Diet kitchens operating under US Army surgeons’ control were supplied mainly through hospital commissaries and supplemented with delicacies and other necessities by the U.S. Christian Commission. All patients who did not receive meals from the general kitchen, received special diet kitchen meals by surgeons’ orders. Experienced and competent women attached to the USCC managed these kitchens. Before war’s end, more than one hundred diet kitchens were in service. Diet kitchens issued over 2 million rations during the last 18 months of the war. These diet kitchen services likely saved thousands of soldiers' lives. Coffee-wagons and “special diet-kitchens” were organized for the convalescent. The USCC estimated that their work during the war cost more than 6.25 million dollars.
The USCC played a role in Harpers Ferry during the Civil War.

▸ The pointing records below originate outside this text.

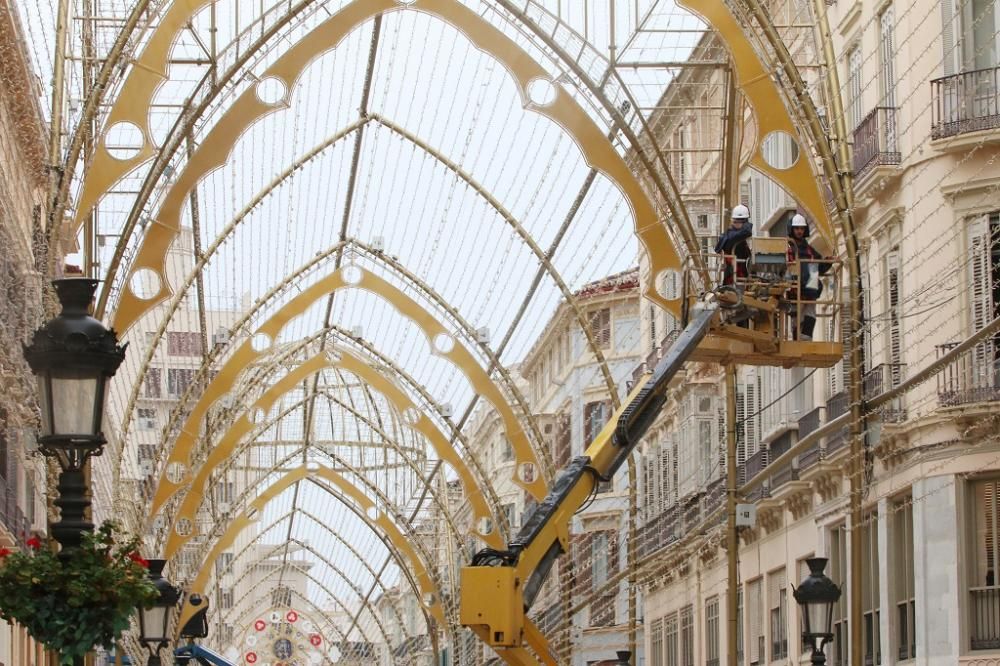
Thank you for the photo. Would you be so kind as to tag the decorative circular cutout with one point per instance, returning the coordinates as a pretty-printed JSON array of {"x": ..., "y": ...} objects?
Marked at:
[
  {"x": 124, "y": 140},
  {"x": 261, "y": 342},
  {"x": 542, "y": 92},
  {"x": 352, "y": 274},
  {"x": 176, "y": 472},
  {"x": 443, "y": 343},
  {"x": 411, "y": 415},
  {"x": 183, "y": 527},
  {"x": 144, "y": 283},
  {"x": 484, "y": 525},
  {"x": 271, "y": 90},
  {"x": 780, "y": 150}
]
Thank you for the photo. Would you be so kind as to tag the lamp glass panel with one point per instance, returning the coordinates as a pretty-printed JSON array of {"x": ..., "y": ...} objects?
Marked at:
[
  {"x": 817, "y": 617},
  {"x": 154, "y": 624},
  {"x": 73, "y": 401}
]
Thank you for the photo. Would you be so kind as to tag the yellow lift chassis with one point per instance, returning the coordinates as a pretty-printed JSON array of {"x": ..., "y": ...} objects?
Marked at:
[{"x": 501, "y": 585}]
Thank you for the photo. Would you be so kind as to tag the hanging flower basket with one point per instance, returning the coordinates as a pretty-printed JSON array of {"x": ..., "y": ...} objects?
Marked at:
[{"x": 74, "y": 604}]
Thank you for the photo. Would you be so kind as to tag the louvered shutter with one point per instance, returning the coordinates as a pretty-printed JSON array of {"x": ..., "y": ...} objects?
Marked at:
[{"x": 981, "y": 297}]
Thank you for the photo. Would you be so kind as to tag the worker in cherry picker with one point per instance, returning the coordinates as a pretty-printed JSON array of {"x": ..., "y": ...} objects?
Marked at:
[
  {"x": 733, "y": 246},
  {"x": 810, "y": 265}
]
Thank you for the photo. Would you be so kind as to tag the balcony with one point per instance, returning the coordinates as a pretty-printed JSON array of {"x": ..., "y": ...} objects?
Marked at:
[
  {"x": 972, "y": 377},
  {"x": 965, "y": 102},
  {"x": 876, "y": 142},
  {"x": 984, "y": 618},
  {"x": 882, "y": 378}
]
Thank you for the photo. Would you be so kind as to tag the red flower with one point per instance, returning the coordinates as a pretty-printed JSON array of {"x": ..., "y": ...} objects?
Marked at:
[{"x": 139, "y": 559}]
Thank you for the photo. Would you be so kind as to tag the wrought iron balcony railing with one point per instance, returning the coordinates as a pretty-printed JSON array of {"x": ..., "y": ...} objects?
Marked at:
[
  {"x": 972, "y": 377},
  {"x": 876, "y": 141},
  {"x": 880, "y": 379},
  {"x": 965, "y": 102}
]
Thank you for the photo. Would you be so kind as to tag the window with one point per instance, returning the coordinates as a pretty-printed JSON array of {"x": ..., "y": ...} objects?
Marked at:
[
  {"x": 600, "y": 327},
  {"x": 855, "y": 86},
  {"x": 838, "y": 573},
  {"x": 599, "y": 556},
  {"x": 712, "y": 632},
  {"x": 153, "y": 385},
  {"x": 183, "y": 343},
  {"x": 984, "y": 593},
  {"x": 870, "y": 590},
  {"x": 903, "y": 585},
  {"x": 656, "y": 643},
  {"x": 281, "y": 596},
  {"x": 178, "y": 380},
  {"x": 755, "y": 627},
  {"x": 687, "y": 636},
  {"x": 778, "y": 613},
  {"x": 147, "y": 418},
  {"x": 984, "y": 295},
  {"x": 893, "y": 305},
  {"x": 670, "y": 641}
]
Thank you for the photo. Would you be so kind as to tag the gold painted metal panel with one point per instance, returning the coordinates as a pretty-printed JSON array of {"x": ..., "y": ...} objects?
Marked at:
[
  {"x": 214, "y": 149},
  {"x": 377, "y": 520},
  {"x": 757, "y": 85}
]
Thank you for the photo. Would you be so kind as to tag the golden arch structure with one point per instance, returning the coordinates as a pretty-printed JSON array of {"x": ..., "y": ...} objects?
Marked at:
[{"x": 610, "y": 137}]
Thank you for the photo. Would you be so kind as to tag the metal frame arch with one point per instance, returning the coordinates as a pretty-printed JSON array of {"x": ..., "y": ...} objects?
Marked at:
[
  {"x": 565, "y": 111},
  {"x": 245, "y": 355},
  {"x": 352, "y": 497},
  {"x": 245, "y": 443},
  {"x": 229, "y": 445},
  {"x": 226, "y": 616},
  {"x": 484, "y": 486},
  {"x": 256, "y": 540}
]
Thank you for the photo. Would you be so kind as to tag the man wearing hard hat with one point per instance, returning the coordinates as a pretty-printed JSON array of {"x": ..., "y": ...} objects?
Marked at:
[
  {"x": 811, "y": 264},
  {"x": 733, "y": 245}
]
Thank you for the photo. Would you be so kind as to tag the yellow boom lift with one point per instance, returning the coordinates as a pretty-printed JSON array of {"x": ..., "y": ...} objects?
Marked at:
[{"x": 743, "y": 323}]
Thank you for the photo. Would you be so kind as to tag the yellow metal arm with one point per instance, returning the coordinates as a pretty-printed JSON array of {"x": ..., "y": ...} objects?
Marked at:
[{"x": 501, "y": 585}]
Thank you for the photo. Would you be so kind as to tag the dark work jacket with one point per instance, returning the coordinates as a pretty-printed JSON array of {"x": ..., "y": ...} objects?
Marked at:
[
  {"x": 734, "y": 243},
  {"x": 800, "y": 249}
]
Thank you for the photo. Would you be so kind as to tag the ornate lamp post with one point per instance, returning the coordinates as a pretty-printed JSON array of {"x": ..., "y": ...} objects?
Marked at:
[
  {"x": 154, "y": 622},
  {"x": 816, "y": 596},
  {"x": 74, "y": 356}
]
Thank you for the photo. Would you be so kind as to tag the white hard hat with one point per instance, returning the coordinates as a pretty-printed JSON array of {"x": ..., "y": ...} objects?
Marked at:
[{"x": 741, "y": 212}]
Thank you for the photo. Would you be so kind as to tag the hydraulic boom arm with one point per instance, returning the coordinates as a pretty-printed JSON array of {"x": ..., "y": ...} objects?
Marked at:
[{"x": 501, "y": 585}]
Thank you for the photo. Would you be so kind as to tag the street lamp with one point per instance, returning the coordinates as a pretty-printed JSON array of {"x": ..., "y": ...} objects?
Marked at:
[
  {"x": 816, "y": 596},
  {"x": 73, "y": 356},
  {"x": 154, "y": 622}
]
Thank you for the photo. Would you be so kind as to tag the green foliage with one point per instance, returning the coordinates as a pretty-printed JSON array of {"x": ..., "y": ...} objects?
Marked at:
[{"x": 74, "y": 604}]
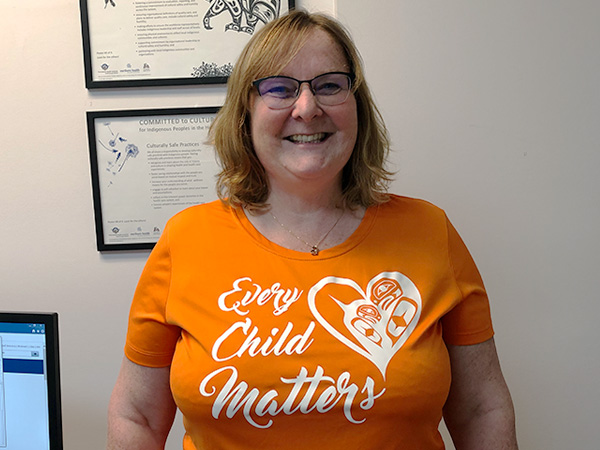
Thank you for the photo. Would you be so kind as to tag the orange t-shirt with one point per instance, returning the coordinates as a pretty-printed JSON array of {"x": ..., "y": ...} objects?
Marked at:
[{"x": 277, "y": 349}]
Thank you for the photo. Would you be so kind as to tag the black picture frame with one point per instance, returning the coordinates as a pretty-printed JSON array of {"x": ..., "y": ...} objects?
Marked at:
[
  {"x": 157, "y": 149},
  {"x": 165, "y": 41}
]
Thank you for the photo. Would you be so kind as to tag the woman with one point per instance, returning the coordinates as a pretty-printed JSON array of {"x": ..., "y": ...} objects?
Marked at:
[{"x": 307, "y": 308}]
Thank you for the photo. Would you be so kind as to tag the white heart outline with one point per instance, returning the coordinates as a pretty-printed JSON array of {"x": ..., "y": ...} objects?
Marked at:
[{"x": 410, "y": 291}]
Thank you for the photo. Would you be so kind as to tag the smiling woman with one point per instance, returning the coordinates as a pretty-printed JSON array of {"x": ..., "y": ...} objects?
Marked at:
[{"x": 308, "y": 308}]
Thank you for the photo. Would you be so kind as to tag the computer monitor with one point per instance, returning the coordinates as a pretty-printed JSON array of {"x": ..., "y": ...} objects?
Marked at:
[{"x": 30, "y": 409}]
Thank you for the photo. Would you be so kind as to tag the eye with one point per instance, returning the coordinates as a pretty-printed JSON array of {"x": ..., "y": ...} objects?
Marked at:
[
  {"x": 278, "y": 87},
  {"x": 330, "y": 84}
]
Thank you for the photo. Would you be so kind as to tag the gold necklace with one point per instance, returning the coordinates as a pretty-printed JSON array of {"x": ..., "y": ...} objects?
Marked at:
[{"x": 314, "y": 249}]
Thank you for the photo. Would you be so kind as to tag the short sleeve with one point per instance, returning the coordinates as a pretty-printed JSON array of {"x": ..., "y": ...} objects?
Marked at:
[
  {"x": 469, "y": 322},
  {"x": 150, "y": 338}
]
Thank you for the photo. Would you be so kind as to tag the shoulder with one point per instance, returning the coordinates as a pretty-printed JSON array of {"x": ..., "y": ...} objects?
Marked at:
[
  {"x": 408, "y": 207},
  {"x": 200, "y": 217}
]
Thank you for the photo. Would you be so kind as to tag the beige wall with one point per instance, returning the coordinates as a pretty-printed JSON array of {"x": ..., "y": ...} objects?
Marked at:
[{"x": 493, "y": 109}]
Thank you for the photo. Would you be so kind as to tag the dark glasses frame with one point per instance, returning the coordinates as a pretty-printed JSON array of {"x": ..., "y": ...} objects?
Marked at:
[{"x": 351, "y": 78}]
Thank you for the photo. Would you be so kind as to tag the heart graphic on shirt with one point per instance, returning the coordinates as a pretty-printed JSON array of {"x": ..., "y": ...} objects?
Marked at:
[{"x": 375, "y": 322}]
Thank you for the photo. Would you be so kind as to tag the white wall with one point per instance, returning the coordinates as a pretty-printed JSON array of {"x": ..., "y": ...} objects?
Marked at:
[{"x": 493, "y": 109}]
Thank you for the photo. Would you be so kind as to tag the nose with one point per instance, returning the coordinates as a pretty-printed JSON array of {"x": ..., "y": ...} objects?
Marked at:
[{"x": 306, "y": 106}]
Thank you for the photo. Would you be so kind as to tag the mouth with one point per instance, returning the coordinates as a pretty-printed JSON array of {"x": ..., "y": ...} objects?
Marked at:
[{"x": 308, "y": 138}]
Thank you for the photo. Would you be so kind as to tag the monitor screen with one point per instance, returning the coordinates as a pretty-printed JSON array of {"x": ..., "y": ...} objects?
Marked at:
[{"x": 30, "y": 411}]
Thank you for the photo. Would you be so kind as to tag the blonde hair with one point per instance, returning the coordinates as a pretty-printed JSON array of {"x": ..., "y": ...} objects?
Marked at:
[{"x": 243, "y": 181}]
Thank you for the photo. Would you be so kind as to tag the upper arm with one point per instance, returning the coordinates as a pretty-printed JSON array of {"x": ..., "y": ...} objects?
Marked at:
[
  {"x": 479, "y": 408},
  {"x": 141, "y": 402}
]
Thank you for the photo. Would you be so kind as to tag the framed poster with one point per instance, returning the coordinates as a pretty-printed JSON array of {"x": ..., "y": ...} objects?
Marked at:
[
  {"x": 146, "y": 166},
  {"x": 168, "y": 42}
]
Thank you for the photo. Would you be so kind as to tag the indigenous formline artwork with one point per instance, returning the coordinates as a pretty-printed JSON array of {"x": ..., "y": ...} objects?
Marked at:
[
  {"x": 146, "y": 166},
  {"x": 160, "y": 42}
]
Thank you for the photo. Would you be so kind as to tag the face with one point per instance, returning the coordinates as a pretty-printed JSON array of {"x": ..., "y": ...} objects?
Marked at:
[{"x": 306, "y": 142}]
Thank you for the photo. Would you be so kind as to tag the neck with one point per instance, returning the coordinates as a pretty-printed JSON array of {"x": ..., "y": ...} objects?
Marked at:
[{"x": 305, "y": 200}]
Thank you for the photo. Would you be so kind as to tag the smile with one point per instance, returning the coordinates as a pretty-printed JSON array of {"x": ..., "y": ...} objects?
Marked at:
[{"x": 307, "y": 138}]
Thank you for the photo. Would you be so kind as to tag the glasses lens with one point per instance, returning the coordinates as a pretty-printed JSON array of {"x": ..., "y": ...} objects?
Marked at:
[
  {"x": 331, "y": 88},
  {"x": 278, "y": 92}
]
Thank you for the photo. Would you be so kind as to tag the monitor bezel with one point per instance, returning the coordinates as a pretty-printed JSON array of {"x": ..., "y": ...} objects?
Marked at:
[{"x": 50, "y": 321}]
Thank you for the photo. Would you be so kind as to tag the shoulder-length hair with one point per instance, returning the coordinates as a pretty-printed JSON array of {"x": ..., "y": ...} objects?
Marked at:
[{"x": 242, "y": 181}]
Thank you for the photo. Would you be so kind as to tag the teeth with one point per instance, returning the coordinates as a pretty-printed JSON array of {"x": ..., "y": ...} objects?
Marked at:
[{"x": 303, "y": 138}]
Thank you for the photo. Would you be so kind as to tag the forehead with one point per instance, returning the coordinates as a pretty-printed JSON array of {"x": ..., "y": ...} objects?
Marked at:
[{"x": 319, "y": 54}]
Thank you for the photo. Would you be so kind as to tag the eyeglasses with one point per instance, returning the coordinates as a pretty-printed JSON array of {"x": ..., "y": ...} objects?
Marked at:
[{"x": 280, "y": 92}]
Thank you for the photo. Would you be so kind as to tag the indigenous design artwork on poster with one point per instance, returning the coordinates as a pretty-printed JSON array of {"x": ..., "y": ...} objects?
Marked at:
[
  {"x": 145, "y": 169},
  {"x": 169, "y": 41}
]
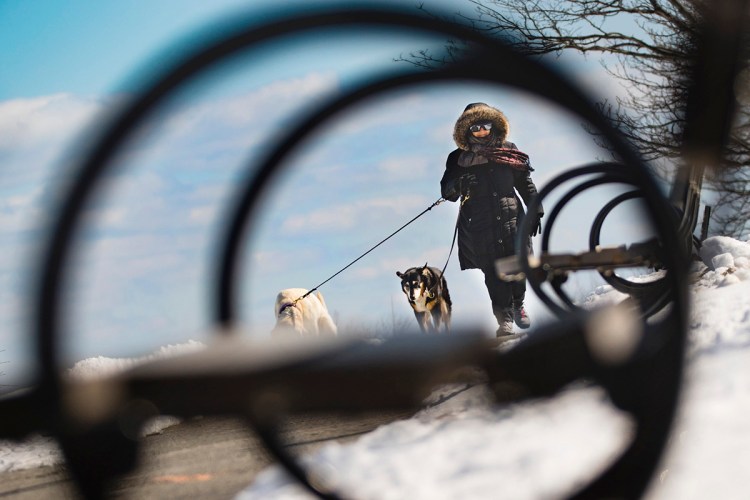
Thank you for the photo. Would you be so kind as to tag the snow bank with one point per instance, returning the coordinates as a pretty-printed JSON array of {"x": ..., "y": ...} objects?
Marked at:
[{"x": 37, "y": 451}]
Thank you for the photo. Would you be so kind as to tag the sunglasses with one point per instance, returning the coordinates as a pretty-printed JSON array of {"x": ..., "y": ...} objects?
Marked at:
[{"x": 480, "y": 126}]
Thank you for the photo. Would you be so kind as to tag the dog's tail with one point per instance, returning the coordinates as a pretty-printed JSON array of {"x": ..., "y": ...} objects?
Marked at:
[{"x": 446, "y": 294}]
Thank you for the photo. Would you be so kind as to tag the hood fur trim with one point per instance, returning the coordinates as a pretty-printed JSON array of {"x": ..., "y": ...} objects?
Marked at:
[{"x": 480, "y": 112}]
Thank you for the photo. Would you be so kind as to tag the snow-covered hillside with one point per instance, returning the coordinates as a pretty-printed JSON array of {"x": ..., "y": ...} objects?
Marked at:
[{"x": 537, "y": 450}]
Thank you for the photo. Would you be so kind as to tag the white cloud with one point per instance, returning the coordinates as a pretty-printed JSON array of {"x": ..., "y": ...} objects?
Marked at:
[
  {"x": 405, "y": 168},
  {"x": 35, "y": 121},
  {"x": 346, "y": 216}
]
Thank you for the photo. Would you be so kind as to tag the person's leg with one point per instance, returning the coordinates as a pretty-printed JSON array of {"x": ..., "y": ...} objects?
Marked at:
[
  {"x": 519, "y": 311},
  {"x": 501, "y": 296}
]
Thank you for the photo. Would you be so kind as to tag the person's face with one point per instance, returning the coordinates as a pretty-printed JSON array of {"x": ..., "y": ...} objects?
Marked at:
[{"x": 481, "y": 129}]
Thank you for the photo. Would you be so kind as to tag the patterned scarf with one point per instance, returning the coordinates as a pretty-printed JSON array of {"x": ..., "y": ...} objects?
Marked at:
[{"x": 483, "y": 151}]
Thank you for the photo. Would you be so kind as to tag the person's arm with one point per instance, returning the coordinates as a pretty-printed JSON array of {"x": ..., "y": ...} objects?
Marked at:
[{"x": 449, "y": 185}]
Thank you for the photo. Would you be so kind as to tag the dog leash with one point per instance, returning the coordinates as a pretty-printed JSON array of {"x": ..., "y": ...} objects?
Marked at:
[
  {"x": 431, "y": 293},
  {"x": 436, "y": 203}
]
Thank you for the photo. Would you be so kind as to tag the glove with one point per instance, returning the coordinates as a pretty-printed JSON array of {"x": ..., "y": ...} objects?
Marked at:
[
  {"x": 465, "y": 182},
  {"x": 537, "y": 227}
]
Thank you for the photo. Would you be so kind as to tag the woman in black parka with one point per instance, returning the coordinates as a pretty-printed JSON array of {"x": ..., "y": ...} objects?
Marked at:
[{"x": 489, "y": 173}]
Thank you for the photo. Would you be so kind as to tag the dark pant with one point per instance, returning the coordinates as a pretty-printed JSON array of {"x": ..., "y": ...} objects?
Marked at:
[{"x": 504, "y": 295}]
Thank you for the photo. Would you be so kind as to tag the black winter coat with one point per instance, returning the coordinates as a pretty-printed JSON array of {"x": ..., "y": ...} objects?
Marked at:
[{"x": 489, "y": 218}]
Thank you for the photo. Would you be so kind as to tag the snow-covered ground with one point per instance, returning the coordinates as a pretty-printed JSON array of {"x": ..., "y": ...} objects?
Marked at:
[{"x": 464, "y": 449}]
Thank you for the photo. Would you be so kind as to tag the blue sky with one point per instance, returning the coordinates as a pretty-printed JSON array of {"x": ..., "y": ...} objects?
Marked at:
[{"x": 140, "y": 273}]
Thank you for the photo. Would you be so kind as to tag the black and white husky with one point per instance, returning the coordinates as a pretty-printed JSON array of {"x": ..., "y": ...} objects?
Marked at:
[{"x": 427, "y": 291}]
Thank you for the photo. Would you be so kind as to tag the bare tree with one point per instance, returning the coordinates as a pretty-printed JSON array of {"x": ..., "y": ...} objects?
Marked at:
[{"x": 649, "y": 44}]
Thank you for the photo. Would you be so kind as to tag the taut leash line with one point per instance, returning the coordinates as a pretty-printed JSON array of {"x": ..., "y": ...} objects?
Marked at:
[{"x": 436, "y": 203}]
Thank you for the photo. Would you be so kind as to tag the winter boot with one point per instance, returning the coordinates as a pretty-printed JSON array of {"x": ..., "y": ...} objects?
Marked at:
[
  {"x": 521, "y": 318},
  {"x": 505, "y": 320}
]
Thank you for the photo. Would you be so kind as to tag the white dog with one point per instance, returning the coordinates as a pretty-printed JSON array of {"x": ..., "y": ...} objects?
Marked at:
[{"x": 305, "y": 318}]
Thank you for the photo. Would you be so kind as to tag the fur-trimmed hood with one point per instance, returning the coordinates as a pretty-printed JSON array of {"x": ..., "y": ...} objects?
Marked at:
[{"x": 477, "y": 112}]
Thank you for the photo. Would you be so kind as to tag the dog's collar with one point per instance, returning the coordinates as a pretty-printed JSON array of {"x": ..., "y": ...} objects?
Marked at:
[{"x": 285, "y": 307}]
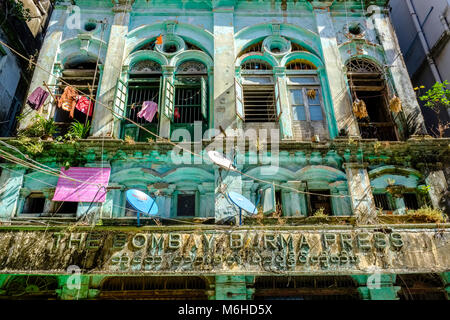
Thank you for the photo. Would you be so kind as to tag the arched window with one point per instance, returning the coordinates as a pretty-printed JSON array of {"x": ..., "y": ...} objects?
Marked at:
[
  {"x": 368, "y": 85},
  {"x": 81, "y": 74},
  {"x": 306, "y": 100},
  {"x": 144, "y": 90},
  {"x": 257, "y": 94},
  {"x": 191, "y": 96}
]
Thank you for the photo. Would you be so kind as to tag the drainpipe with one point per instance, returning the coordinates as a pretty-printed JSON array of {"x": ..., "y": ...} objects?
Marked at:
[{"x": 423, "y": 41}]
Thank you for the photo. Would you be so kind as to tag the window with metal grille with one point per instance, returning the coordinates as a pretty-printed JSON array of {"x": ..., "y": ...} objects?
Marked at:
[
  {"x": 259, "y": 103},
  {"x": 34, "y": 204},
  {"x": 186, "y": 205},
  {"x": 421, "y": 287},
  {"x": 306, "y": 103},
  {"x": 320, "y": 199},
  {"x": 410, "y": 200},
  {"x": 367, "y": 84},
  {"x": 305, "y": 288},
  {"x": 256, "y": 65},
  {"x": 382, "y": 201},
  {"x": 300, "y": 65}
]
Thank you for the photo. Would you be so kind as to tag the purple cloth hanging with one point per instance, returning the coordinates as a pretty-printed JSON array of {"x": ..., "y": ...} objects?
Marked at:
[
  {"x": 37, "y": 98},
  {"x": 148, "y": 111}
]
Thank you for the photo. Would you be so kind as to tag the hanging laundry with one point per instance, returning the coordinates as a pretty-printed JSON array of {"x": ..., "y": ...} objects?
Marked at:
[
  {"x": 37, "y": 98},
  {"x": 68, "y": 100},
  {"x": 148, "y": 111},
  {"x": 176, "y": 113},
  {"x": 159, "y": 39},
  {"x": 85, "y": 105}
]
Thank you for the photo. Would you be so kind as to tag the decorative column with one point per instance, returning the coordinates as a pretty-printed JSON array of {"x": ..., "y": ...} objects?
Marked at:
[
  {"x": 224, "y": 73},
  {"x": 360, "y": 190},
  {"x": 11, "y": 181},
  {"x": 398, "y": 70},
  {"x": 47, "y": 58},
  {"x": 377, "y": 286},
  {"x": 285, "y": 118},
  {"x": 103, "y": 119},
  {"x": 334, "y": 68}
]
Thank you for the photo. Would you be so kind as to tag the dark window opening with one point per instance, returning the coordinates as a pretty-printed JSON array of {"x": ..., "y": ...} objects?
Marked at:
[
  {"x": 84, "y": 78},
  {"x": 64, "y": 208},
  {"x": 367, "y": 84},
  {"x": 300, "y": 65},
  {"x": 305, "y": 288},
  {"x": 186, "y": 205},
  {"x": 259, "y": 103},
  {"x": 154, "y": 288},
  {"x": 410, "y": 200},
  {"x": 187, "y": 104},
  {"x": 256, "y": 65},
  {"x": 34, "y": 204},
  {"x": 278, "y": 202},
  {"x": 320, "y": 199},
  {"x": 382, "y": 201}
]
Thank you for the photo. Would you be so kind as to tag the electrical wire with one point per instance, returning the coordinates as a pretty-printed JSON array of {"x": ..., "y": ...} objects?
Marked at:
[{"x": 167, "y": 140}]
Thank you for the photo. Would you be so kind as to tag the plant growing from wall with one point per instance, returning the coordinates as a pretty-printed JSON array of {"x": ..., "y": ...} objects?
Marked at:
[
  {"x": 15, "y": 9},
  {"x": 77, "y": 130},
  {"x": 429, "y": 214},
  {"x": 438, "y": 99},
  {"x": 41, "y": 128}
]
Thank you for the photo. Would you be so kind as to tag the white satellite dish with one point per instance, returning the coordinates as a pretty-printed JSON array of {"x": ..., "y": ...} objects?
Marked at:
[{"x": 221, "y": 160}]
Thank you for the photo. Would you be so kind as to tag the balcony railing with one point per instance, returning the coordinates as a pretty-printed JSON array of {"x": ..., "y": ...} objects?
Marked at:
[{"x": 383, "y": 131}]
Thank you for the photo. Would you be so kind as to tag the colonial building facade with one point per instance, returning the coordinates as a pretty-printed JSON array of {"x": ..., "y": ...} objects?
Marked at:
[{"x": 276, "y": 86}]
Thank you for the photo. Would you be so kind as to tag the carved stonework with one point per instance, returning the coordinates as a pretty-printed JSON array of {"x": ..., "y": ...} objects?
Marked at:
[
  {"x": 147, "y": 66},
  {"x": 191, "y": 67}
]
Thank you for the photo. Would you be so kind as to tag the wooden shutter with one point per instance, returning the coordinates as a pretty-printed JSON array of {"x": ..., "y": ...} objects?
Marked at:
[
  {"x": 204, "y": 98},
  {"x": 169, "y": 97},
  {"x": 239, "y": 100}
]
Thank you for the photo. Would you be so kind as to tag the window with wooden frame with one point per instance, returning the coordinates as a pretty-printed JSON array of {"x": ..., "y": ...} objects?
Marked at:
[
  {"x": 83, "y": 77},
  {"x": 190, "y": 99},
  {"x": 382, "y": 201},
  {"x": 186, "y": 204},
  {"x": 144, "y": 85},
  {"x": 34, "y": 204},
  {"x": 367, "y": 84},
  {"x": 257, "y": 94}
]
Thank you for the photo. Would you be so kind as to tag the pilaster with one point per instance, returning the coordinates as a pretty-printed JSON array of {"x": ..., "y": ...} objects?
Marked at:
[
  {"x": 103, "y": 118},
  {"x": 334, "y": 67}
]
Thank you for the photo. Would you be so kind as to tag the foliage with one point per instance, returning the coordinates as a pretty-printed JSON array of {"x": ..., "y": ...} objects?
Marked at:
[
  {"x": 41, "y": 128},
  {"x": 320, "y": 213},
  {"x": 438, "y": 98},
  {"x": 129, "y": 140},
  {"x": 77, "y": 130},
  {"x": 12, "y": 8},
  {"x": 31, "y": 146},
  {"x": 428, "y": 213}
]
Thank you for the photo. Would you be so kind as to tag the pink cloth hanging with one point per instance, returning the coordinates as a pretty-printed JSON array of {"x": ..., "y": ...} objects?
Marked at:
[{"x": 148, "y": 111}]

One of the citizens of Harpers Ferry, Mary Roeder, left her home after the death of her father, Frederick, and married a man named Kerns. As she and her family returned to their home throughout the Civil War, they often found it occupied by federal soldiers. The Roeder/Kerns family continued their support of the Union by offering food and medical supply storage to the USCC in their buildings here on Potomac Street in the lower town of Harpers Ferry.